Teachers trained to assist students with behaviour issues
THE CATHERINE Hall Primary and Infant School is the latest in a series of schools to benefit from an initiative by the Citizen Security and Justice Programme (CSJP) III aimed at building the capacity of school administrators, guidance counsellors, and academic staff to offer support to behaviourally challenged students.
Forty-three members of staff from the Montego Bay, St James-based institution, including the principal, vice-principal, and the school’s dean of discipline, turned out for a workshop geared at the development of cognitive skills and curbing at-risk behaviour last Thursday at the Sea Garden Hotel in the Second City.
Psychological Services Coordinator with the CSJP III Dr Melva Spence said that the programme, which started in 2016, came about out of realisation that there was a high number of referrals to the psychological services unit by schools due to poor behaviour of students. It was also a response to increasing numbers of incidents of violence in schools.
REFERRALS OVERWHELMING
“The referrals were overwhelming, and when we do the assessment with them, many of the times, it’s due to grief or anxiety from separation, trauma, or depression, which displays itself as misbehaviour,” she said.
Spence said that Thursday’s workshop focused on helping teachers and administrators understand how to support students in expressing emotions and how to reflect on the basis for their actions.

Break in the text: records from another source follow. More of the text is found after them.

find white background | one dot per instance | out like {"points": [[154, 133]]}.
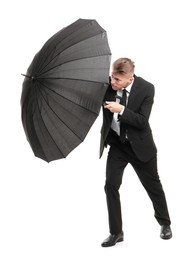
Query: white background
{"points": [[58, 210]]}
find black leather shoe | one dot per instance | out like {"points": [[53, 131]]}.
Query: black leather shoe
{"points": [[166, 232], [112, 240]]}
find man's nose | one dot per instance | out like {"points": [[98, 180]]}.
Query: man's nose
{"points": [[113, 81]]}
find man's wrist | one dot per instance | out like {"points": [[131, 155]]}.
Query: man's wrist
{"points": [[122, 110]]}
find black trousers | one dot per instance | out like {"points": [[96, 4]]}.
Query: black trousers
{"points": [[120, 154]]}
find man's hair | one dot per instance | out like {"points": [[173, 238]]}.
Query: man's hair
{"points": [[123, 66]]}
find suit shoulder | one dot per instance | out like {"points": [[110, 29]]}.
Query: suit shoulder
{"points": [[144, 82]]}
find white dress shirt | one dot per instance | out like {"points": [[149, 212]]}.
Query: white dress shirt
{"points": [[115, 123]]}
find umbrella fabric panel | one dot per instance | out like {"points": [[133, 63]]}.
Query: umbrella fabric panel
{"points": [[88, 95], [64, 88], [77, 32]]}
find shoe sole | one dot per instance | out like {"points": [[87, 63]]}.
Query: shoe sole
{"points": [[119, 240], [166, 238]]}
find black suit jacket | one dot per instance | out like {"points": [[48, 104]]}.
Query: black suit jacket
{"points": [[134, 120]]}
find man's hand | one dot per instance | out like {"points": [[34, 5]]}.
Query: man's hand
{"points": [[114, 107]]}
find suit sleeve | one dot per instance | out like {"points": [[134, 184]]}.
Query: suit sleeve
{"points": [[140, 118]]}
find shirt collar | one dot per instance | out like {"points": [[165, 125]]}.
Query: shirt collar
{"points": [[128, 88]]}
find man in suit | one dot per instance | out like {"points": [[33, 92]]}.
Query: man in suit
{"points": [[126, 110]]}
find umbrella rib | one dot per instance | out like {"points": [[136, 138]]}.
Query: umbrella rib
{"points": [[58, 116], [67, 98], [85, 80], [67, 62], [67, 48]]}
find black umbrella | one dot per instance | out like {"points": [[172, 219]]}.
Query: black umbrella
{"points": [[64, 88]]}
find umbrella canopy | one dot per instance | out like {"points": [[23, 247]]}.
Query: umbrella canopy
{"points": [[64, 87]]}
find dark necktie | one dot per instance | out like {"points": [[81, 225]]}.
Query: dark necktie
{"points": [[123, 100]]}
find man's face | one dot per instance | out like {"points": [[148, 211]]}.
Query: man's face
{"points": [[120, 81]]}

“I think the teachers must take more time to process what is going on with the children as [sometimes] the child doesn’t necessarily want
to misbehave or to fight, but the emotions that they are feeling, they are not processing them properly, and so it comes out that way. So that’s what we want to achieve, [an environment] where teachers are better able to interact with the students, understand what they are going through, and assist them,” she explained.